Banned Burmese Paintings on View in Hong Kong

Sam Minn, Civilization.

Paintings censored by Myanmar’s brutal military junta​ will soon appear in Hong Kong. The works span the past six decades, during which all facets of artistic life and expression in the country were controlled by Myanmar’s oppressive regime. Fifty examples of these banned works are featured in two separate venues in Hong Kong, through the end of November.

On view at the Nock Art Foundation (October 22–November 9) and the Hong Kong Visual Arts Centre (November 29–December 1), “Banned in Burma: Painting Under Censorship” includes a variety of themes and styles, which were either banned outright, forcibly removed from public display, or heavily censored by the government beginning in 1962.

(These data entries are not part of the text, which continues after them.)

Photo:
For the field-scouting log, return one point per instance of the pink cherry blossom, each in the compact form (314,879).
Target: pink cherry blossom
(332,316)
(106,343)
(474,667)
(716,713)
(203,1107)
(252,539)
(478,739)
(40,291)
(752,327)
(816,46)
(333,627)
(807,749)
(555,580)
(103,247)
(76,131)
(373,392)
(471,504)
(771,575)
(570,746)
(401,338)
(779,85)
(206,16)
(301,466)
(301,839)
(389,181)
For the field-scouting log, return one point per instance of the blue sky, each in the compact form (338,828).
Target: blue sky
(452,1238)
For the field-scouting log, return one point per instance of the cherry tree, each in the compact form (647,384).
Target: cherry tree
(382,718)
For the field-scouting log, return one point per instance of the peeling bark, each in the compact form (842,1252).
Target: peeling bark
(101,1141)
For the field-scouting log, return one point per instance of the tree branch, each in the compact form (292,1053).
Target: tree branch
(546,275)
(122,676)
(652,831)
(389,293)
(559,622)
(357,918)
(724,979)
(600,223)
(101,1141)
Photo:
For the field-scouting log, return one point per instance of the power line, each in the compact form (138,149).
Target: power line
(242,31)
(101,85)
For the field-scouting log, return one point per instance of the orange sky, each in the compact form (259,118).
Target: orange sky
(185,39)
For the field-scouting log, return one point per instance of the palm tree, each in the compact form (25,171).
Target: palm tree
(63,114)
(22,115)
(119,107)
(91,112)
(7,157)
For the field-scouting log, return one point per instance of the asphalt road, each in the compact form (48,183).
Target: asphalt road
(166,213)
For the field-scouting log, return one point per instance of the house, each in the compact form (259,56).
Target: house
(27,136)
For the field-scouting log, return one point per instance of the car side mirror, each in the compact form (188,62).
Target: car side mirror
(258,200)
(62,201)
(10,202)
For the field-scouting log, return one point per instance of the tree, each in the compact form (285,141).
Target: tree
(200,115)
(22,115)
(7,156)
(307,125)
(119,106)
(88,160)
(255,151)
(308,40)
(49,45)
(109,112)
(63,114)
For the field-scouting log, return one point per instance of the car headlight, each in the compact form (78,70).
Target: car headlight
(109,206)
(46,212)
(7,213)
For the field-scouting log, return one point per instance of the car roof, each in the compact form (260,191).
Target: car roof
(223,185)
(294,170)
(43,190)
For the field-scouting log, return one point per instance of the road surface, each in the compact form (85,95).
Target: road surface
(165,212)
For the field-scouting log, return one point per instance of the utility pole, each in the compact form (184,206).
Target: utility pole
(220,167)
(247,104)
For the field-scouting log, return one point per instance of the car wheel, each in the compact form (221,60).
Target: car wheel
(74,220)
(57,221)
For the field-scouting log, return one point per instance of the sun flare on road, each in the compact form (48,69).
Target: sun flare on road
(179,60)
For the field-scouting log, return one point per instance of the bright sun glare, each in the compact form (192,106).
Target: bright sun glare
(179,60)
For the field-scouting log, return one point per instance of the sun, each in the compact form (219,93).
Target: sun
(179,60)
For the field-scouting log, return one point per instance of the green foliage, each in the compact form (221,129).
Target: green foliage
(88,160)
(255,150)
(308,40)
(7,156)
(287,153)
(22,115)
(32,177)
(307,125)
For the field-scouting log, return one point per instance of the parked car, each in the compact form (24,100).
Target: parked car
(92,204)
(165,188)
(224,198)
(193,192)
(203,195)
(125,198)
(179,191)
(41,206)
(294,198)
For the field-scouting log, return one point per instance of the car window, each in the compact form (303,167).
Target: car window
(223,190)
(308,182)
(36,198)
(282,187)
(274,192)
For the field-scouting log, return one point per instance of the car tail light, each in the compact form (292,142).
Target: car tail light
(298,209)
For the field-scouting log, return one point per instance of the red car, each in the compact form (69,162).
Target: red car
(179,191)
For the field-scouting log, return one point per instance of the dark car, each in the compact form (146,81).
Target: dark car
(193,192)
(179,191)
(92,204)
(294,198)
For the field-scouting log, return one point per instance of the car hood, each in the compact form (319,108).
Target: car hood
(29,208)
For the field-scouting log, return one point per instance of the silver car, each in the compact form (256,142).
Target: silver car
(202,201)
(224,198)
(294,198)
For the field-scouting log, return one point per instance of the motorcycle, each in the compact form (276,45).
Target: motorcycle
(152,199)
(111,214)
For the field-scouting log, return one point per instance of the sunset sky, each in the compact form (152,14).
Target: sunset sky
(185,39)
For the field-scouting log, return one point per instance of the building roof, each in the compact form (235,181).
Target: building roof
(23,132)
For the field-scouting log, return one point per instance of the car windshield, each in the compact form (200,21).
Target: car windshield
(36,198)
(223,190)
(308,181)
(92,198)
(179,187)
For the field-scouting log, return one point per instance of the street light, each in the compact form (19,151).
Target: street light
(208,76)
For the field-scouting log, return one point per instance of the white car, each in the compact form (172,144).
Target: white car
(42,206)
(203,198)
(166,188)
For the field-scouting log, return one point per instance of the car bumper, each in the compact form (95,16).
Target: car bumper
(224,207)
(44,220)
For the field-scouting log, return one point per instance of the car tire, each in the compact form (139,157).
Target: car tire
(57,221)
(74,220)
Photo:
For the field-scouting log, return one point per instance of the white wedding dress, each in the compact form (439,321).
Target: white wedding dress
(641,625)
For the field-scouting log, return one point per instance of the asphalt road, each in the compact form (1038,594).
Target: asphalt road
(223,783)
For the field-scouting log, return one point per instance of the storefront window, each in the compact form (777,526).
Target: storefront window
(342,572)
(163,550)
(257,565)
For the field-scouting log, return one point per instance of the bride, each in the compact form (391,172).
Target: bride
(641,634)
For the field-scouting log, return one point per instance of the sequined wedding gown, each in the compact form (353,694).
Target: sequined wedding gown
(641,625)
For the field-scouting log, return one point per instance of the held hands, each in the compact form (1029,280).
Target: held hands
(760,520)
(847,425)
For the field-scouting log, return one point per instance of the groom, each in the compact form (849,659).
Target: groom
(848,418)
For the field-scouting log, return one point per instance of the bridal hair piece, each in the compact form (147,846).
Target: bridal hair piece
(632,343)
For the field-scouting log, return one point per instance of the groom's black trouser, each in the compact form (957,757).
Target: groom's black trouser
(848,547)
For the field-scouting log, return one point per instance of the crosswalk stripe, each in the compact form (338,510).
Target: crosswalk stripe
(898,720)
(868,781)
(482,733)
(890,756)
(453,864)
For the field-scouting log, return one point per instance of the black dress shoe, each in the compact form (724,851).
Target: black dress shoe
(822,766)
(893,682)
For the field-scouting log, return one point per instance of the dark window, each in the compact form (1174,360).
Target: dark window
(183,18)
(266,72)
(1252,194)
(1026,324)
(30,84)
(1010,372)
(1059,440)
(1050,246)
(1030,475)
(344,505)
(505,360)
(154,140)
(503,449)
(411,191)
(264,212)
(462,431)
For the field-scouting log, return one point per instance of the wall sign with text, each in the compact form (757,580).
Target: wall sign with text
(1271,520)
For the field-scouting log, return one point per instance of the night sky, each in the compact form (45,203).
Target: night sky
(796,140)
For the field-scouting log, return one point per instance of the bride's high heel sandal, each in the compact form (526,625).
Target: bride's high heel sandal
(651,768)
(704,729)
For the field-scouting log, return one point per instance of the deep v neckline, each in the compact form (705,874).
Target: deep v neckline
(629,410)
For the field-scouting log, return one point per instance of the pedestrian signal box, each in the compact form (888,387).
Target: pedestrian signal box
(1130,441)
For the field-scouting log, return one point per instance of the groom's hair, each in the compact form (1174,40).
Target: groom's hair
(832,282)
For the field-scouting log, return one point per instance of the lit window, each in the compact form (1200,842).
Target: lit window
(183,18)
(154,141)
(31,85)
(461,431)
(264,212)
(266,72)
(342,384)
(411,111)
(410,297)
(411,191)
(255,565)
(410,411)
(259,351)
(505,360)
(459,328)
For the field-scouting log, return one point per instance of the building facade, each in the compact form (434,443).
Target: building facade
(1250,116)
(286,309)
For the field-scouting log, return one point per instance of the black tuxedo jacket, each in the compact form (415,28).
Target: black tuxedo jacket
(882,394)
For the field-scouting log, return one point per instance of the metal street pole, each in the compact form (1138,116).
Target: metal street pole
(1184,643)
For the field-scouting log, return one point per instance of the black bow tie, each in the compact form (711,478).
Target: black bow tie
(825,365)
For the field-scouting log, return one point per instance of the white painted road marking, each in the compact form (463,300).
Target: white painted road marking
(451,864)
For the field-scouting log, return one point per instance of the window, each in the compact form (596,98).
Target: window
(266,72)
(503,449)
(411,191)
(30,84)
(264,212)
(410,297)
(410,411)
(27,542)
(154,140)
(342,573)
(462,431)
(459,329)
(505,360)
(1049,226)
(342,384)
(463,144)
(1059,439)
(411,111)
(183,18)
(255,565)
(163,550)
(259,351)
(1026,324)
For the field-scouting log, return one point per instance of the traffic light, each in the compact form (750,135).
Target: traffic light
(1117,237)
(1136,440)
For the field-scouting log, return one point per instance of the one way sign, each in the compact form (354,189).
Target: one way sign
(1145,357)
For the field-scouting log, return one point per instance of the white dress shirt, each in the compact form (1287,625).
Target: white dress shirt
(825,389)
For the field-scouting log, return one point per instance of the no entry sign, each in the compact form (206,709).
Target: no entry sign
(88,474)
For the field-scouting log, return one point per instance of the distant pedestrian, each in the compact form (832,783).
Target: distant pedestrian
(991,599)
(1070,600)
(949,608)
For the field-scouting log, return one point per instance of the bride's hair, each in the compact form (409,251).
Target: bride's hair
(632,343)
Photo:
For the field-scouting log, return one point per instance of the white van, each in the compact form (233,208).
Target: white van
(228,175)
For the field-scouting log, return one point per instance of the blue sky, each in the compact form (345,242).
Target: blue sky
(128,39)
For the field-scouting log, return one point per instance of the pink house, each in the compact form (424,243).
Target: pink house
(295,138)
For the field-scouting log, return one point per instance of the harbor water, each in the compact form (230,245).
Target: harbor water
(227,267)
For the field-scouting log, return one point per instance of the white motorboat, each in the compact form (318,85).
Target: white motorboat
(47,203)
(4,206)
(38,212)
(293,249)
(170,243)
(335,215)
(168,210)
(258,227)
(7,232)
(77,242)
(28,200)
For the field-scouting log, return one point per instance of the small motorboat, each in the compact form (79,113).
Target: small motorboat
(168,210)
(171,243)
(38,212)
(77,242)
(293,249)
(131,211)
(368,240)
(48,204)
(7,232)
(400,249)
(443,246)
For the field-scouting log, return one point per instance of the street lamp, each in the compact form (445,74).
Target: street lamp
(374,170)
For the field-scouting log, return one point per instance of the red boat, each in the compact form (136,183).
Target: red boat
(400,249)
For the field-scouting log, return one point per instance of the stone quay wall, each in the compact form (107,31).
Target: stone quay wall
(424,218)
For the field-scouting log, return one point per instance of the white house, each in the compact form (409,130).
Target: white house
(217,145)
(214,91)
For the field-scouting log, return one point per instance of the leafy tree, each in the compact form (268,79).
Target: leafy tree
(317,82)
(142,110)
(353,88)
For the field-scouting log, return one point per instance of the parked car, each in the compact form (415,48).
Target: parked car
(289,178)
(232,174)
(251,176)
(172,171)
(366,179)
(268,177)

The exhibition’s co-curators Ian Holliday and Melissa Carlson see the show as a gateway for Burmese artists to gain exposure after decades of censorship and political repression kept their lives and their artwork largely in the dark.

“A lot of the work was kept hidden in studios for years,” Carlson, a graduate student at Johns Hopkins University’s School of Advanced International Studies (SAIS), told the South China Morning Post. “It’s a fascinating collection that really reflects the imprint of more than 50 years of the military regime’s fears, paranoia and nationalistic aspirations. It gives us a sense of the challenges faced by artists who experimented with non-traditional art forms.”

The range of dates on the pieces gives some insight into how, over the course of 50-plus years, very little has changed for artists in Myanmar in terms of artistic rights and freedom of expression.

One painting, the oldest in the show, dated 1962 (the year the Junta took power) features a self-portrait of the artist, Maung Theid Dhi, that originally showed a figure bound in chains and removed by censors in 1974. Two years later, the artist showed the work under a different title, depicting the figure in leather, more chains, and antlers—an act which instigated Dhi’s 10-day imprisonment.

Two more paintings, by artist Sandar Khine, banned as recently as last year, display prominently the use of blood red, a color popular among other Burmese artists which, the show’s curators say, has distinctly political overtones owing to its use by the  National League for Democracy (NLD) in their flag.

The show’s timing could not be any more poignant. In a city rocked by protests in recent weeks, Carlson says the exhibition can offer lessons as well as inspiration for the citizens of Hong Kong. “Artists in Burma never stopped asking important questions about the future of their nation.” she told the Post. “We think this is a message that will resonate with Hong Kong people, particularly now.”